By Cora Fox, Center for Rural Affairs
Each year, the U.S. Department of Agriculture (USDA) makes billions of dollars in payments to farmers across the country. Farmers rely on this money as part of a safety net, which helps them mitigate risks involved with working in agriculture. Congress put in place common sense limits on farm program payments, but left damaging loopholes.
Currently, farmers are required to be actively engaged in farming to receive these payments. “Actively engaged” farmers should be on the farm or in the tractor, as well as investing in land, equipment, or providing capital for the farming operation.

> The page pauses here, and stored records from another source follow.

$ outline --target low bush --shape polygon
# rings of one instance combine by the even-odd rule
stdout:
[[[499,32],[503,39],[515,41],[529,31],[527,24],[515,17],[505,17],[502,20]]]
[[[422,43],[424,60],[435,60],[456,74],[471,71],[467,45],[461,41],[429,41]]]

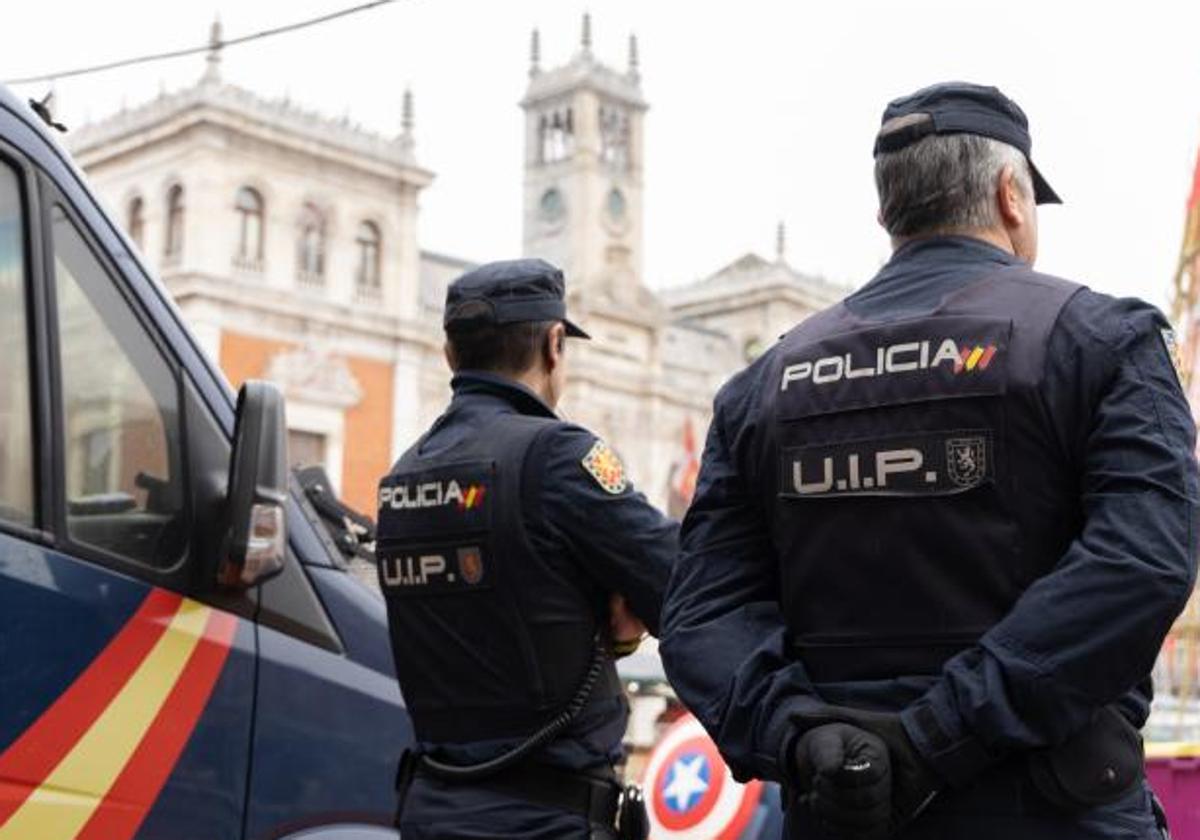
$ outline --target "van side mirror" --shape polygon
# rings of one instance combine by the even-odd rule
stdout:
[[[246,589],[283,569],[287,488],[283,394],[249,380],[238,391],[219,584]]]

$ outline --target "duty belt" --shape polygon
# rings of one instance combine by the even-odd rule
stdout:
[[[424,772],[419,765],[415,768],[414,776],[426,784],[450,788],[459,786]],[[534,805],[578,814],[591,825],[610,830],[617,824],[617,812],[621,804],[622,788],[611,768],[588,772],[525,763],[467,785]]]

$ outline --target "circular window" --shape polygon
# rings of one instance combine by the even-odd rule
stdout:
[[[608,191],[608,215],[614,222],[625,218],[625,195],[616,187]]]
[[[547,222],[557,222],[567,215],[567,205],[563,201],[562,193],[556,187],[551,187],[542,193],[542,198],[538,202],[538,213],[542,220]]]

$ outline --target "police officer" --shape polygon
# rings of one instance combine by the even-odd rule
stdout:
[[[789,836],[1158,837],[1137,729],[1193,583],[1163,317],[1033,270],[1024,113],[951,83],[875,140],[891,260],[718,394],[668,676]]]
[[[405,840],[602,838],[616,821],[614,647],[658,634],[678,526],[555,415],[566,339],[588,338],[563,289],[531,259],[451,284],[453,398],[380,485],[380,582],[419,744],[398,780]]]

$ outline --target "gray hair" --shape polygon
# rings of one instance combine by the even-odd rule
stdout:
[[[881,133],[890,129],[889,122]],[[879,219],[892,236],[993,227],[1000,223],[996,179],[1005,165],[1012,166],[1022,194],[1033,195],[1025,155],[990,137],[931,134],[880,153],[875,158]]]

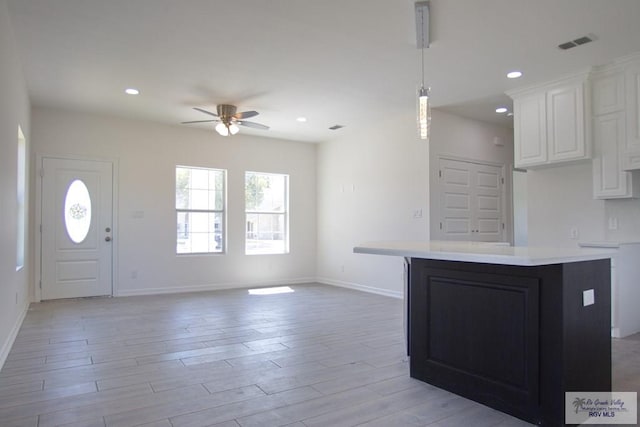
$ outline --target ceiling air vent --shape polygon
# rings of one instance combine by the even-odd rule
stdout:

Each corporation, LLC, or individual farmer meeting “actively engaged” eligibility criteria can receive payments. In 2015, USDA paid $3.7 million to one farming operation comprised of two individuals and 32 corporations. The operation reported that 25 members (plus 10 spouses) contributed active personal management, but no personal labor in the field.

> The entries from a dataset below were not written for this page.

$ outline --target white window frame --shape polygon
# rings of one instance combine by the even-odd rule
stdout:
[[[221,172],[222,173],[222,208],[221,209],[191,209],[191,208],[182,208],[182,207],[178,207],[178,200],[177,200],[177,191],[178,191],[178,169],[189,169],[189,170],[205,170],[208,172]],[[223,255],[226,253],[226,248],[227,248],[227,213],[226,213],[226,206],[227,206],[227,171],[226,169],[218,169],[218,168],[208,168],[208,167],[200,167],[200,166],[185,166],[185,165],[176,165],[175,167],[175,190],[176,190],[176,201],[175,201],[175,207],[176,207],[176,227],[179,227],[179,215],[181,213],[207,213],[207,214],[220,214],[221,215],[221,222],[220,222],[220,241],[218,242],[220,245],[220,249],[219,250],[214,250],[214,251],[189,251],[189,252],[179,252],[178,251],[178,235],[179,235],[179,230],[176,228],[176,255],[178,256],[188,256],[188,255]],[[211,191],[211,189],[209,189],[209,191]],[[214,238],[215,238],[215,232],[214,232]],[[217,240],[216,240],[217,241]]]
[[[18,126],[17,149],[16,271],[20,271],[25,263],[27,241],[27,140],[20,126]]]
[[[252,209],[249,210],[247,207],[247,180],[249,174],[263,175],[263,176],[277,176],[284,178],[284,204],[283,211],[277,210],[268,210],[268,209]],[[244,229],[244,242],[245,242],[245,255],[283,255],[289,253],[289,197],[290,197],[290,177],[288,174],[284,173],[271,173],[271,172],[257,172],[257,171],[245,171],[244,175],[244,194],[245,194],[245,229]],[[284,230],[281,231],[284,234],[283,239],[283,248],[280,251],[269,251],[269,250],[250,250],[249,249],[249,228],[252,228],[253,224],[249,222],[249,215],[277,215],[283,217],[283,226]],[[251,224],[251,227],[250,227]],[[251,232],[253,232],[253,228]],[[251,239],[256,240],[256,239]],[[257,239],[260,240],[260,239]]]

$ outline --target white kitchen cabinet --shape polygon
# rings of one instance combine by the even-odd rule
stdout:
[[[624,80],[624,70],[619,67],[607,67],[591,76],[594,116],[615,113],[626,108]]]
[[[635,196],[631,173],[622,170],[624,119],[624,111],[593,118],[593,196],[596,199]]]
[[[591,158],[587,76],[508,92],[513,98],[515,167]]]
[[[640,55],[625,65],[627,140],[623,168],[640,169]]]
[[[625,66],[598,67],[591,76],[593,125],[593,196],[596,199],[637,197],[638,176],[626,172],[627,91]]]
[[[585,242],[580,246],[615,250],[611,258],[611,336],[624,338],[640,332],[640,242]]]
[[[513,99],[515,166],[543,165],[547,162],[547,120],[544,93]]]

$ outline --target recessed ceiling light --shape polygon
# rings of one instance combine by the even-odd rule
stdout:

Support for these large farming operations works against other USDA programs, like beginning farmer loans, rural development programs, and more. The positive impact from those programs is diminished when corporate agriculture is strengthened by excessive and unnecessary farm program payments.
Taxpayer dollars shouldn’t be misguided to further drive farm consolidation, increase barriers for beginning farmers, and decrease the number of true family farms in our agricultural system. Instead, sound, effective payment limitations should be implemented and enforced to ensure taxpayer dollars aren’t funding the squandering of rural America.